Smiling in the dark, she said, “Of course not.”
He laughed, and it was the first jovial laugh he’d had in years. Perhaps the hard shell he’d constructed so thoroughly around his heart wasn’t so impenetrable.
“So what are you saying?” he asked, hoping she was saying what he hoped she was saying.
“I’m saying, you’re pretty hot for an old fart, and you can protect us if things turn ugly, which I’m smart enough to know they will. Plus I see the way you look at me. I know that feeling. I have it when I look at you, too.”
She was right, he thought. Perceptive and right. The fact that she was feeling the same about him was not only unexpected, but welcome.
If they were ever going to beat back the darkness and hopelessness this attack had left behind on the city and its people, it would be through moments like this with people like Sarah.
Would he still have to face all these demons though? Would he still want to hurt those who hurt others to make up for the part of him that lamented his brother’s death, and his own run of misdeeds? If so, in this city that once embraced nearly a million souls, there would be gangs, felons, power trippers and monsters.
Plenty of people meant plenty of trouble. And in times like these, the lawless, the cruel and the insane came out from the darkness and into the light. If he could put all his pain into ending their lives, then perhaps he could find meaning again. If he could dispense of it on others, maybe it wouldn’t leak out on Sarah, as had happened in all his other relationships.
Or maybe he was still an old, ruined fool.
Feeling her naked body curled against his, he brushed a strand of hair from her head and wondered how long it
would be before he broke her heart, before she gave up looking for that something inside of him that had long ago been hollowed out.
Chapter Forty-Four
Chad and Wagner set out into the night with their stack of bombs, their last baggie of weed, their papers and their lighter. They were already tripping, but not enough to concern them.
“There’s a lot of cars out here,” Chad says.
Wagner simply nodded.
“We should go a few blocks up, try out these things in a neighborhood that isn’t ours,” Chad said.
Wagner just nodded again.
“You okay?”
“I feel…I feel…do you feel it?” he asked, practically dazed. It’s dark outside and they were just walking down the street, away from their home.

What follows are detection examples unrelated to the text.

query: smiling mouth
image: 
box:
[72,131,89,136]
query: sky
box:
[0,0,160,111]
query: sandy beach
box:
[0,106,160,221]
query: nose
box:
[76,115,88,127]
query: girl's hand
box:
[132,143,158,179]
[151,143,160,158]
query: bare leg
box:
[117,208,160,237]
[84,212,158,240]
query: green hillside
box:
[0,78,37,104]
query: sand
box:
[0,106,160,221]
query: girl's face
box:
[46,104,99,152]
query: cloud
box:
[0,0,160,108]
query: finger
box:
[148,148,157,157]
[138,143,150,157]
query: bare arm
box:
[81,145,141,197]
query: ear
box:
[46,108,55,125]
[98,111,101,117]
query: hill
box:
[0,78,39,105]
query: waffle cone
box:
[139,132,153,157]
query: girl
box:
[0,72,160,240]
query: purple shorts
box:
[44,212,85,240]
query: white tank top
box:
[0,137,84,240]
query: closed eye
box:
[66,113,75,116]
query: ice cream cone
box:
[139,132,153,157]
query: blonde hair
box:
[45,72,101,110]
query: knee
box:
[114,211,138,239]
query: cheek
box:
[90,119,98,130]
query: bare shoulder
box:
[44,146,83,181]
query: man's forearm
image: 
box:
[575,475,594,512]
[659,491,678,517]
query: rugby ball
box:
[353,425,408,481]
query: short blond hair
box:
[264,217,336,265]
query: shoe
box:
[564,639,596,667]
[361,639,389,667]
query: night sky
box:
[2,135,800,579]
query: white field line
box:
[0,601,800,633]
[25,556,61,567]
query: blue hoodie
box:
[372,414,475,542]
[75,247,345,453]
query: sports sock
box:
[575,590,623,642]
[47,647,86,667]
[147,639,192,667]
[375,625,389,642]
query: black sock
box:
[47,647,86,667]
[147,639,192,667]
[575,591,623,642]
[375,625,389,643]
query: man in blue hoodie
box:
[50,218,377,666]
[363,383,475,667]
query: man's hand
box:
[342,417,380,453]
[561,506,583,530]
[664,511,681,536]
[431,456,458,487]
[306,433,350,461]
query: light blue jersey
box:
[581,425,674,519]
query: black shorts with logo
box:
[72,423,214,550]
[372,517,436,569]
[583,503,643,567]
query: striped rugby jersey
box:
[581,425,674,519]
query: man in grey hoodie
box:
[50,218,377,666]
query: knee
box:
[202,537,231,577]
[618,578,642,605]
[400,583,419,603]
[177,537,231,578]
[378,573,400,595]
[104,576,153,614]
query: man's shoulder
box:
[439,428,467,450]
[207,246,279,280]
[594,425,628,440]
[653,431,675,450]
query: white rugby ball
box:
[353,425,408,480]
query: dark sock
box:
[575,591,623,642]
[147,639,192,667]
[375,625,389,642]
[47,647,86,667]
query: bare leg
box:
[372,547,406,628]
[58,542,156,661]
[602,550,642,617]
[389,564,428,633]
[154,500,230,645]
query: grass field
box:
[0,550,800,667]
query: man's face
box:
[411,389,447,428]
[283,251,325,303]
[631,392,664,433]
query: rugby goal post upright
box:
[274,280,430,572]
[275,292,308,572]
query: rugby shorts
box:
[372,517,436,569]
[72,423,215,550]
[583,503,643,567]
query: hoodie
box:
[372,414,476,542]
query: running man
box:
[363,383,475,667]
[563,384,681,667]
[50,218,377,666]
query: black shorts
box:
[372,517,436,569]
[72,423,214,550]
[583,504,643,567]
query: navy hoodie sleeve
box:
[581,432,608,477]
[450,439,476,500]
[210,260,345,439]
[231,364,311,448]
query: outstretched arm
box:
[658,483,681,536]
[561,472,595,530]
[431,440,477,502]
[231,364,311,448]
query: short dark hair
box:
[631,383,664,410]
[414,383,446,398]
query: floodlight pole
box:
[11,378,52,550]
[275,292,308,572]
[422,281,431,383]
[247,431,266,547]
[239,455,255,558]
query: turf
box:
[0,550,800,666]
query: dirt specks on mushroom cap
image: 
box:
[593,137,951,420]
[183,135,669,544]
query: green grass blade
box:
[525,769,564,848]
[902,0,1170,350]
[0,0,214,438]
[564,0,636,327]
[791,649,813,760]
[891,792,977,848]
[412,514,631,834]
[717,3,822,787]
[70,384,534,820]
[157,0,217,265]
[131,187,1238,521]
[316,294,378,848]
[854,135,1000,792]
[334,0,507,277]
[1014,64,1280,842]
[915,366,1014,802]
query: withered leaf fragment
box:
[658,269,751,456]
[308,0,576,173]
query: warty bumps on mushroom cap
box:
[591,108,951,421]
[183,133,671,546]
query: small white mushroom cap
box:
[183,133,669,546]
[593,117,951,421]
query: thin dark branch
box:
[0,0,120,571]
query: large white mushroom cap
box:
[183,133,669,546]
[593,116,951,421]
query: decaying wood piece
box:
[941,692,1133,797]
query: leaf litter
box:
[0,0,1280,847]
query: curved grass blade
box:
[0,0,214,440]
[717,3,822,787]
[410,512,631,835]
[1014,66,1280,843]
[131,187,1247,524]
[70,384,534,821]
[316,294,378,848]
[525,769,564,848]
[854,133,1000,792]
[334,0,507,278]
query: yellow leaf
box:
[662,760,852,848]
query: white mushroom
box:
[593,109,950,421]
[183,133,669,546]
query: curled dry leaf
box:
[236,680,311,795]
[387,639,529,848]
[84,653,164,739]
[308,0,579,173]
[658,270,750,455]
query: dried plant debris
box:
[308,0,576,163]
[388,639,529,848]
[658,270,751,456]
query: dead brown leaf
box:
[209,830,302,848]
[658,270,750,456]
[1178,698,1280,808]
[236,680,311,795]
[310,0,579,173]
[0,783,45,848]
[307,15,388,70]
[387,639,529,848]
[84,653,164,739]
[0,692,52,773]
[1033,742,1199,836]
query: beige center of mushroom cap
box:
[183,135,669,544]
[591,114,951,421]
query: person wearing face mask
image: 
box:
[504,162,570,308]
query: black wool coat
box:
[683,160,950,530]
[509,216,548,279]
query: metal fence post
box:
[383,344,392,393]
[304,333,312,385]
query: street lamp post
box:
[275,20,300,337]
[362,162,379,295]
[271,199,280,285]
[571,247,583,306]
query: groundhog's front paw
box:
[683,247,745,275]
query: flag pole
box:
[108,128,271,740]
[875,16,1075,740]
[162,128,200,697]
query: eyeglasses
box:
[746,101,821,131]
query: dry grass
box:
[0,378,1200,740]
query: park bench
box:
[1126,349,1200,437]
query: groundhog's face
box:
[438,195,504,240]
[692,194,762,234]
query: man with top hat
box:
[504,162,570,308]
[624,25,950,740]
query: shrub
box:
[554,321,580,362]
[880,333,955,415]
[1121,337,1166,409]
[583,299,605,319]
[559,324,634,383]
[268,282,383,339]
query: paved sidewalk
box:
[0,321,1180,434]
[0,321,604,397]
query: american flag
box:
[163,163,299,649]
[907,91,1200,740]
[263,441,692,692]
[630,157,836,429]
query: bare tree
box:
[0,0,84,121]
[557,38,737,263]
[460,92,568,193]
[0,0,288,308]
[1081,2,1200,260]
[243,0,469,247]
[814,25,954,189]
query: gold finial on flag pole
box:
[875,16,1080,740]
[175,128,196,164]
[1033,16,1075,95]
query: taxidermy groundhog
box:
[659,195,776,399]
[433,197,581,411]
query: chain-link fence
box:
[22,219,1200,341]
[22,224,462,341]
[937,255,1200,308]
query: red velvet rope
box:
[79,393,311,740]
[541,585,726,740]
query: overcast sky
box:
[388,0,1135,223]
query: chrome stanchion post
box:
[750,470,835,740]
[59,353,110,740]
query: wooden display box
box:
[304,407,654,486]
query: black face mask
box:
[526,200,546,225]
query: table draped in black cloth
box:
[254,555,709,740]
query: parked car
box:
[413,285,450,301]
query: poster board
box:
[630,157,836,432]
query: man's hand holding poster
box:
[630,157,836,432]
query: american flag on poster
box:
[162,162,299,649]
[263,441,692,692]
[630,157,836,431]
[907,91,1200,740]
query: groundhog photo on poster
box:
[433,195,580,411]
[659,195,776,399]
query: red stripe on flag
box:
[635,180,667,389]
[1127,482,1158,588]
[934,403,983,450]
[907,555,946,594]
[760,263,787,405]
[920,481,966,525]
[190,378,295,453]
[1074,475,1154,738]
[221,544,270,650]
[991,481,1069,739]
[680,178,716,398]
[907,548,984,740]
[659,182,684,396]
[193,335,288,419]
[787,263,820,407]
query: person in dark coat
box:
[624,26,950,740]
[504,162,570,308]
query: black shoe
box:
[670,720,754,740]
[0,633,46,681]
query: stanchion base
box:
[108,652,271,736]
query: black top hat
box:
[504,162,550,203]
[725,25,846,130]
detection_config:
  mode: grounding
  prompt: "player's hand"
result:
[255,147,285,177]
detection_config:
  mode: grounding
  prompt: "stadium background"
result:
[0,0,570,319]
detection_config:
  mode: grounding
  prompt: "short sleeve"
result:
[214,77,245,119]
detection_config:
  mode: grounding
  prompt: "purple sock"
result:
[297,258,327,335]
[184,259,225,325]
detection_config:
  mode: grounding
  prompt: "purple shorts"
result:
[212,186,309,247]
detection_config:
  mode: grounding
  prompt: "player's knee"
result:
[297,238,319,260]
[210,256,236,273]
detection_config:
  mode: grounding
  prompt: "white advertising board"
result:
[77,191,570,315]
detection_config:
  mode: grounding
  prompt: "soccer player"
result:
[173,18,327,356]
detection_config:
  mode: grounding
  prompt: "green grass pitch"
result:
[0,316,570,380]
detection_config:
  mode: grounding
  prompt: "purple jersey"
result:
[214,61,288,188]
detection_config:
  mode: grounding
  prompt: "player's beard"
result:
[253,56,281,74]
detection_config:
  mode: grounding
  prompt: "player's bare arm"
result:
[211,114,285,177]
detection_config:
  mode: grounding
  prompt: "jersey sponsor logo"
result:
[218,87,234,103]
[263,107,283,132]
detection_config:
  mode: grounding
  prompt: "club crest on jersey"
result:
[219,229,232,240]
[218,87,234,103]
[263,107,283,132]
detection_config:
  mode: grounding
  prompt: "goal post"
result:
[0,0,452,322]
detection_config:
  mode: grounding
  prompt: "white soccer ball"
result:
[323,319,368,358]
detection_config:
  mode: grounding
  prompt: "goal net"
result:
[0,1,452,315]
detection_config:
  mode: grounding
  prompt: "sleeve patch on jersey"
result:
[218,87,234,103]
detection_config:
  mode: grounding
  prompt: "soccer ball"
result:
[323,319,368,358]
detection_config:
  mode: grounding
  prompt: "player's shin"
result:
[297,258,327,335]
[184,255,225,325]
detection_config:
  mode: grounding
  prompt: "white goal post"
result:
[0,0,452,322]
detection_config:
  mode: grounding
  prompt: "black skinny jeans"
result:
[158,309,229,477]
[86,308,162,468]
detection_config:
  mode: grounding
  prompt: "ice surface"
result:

“Mine’s wearing off.” His high. That soft, fuzzy edge of everything.
“Yeah, man.”
“Let’s head up into Presidio Heights,” Chad said. That’s where they were heading, but someone needed to say it. “Most of that neighborhood is vacant anyway.”
“How do you know?” Wagner asked.
“Is it cold out here, or is it just me?”
“Where’s your jacket?” Wagner said, looking up at his friend. Chad’s eyes were dropped down on the pipe bombs he was carrying in a box in his arms. Inside the box was his jacket.
“It’s keeping the bombs warm,” Chad said.
“If they get cold will they blow up?” Wagner asked.
“Of course, that’s why we have the jacket.”
Wagner rolled his eyes and said, “Dude, you’re dumb. Seriously. When did you ever see anything blow up because the conditions were too cold?”
“I may be dumb,” Chad said, “but you’re still high, so maybe we’re both stupid.”
At that, they both started laughing, then began talking about how to daisy chain a bunch of the pipe bombs together if they could only find a pair of cars close by.
“First things first,” Wagner said, “we try one and go from there.”
They walked for the next few blocks in the cold, quiet night, then Chad handed the box to Wagner and said, “This is getting too heavy. You carry it for awhile.”
“We’re far enough from home,” Wagner said.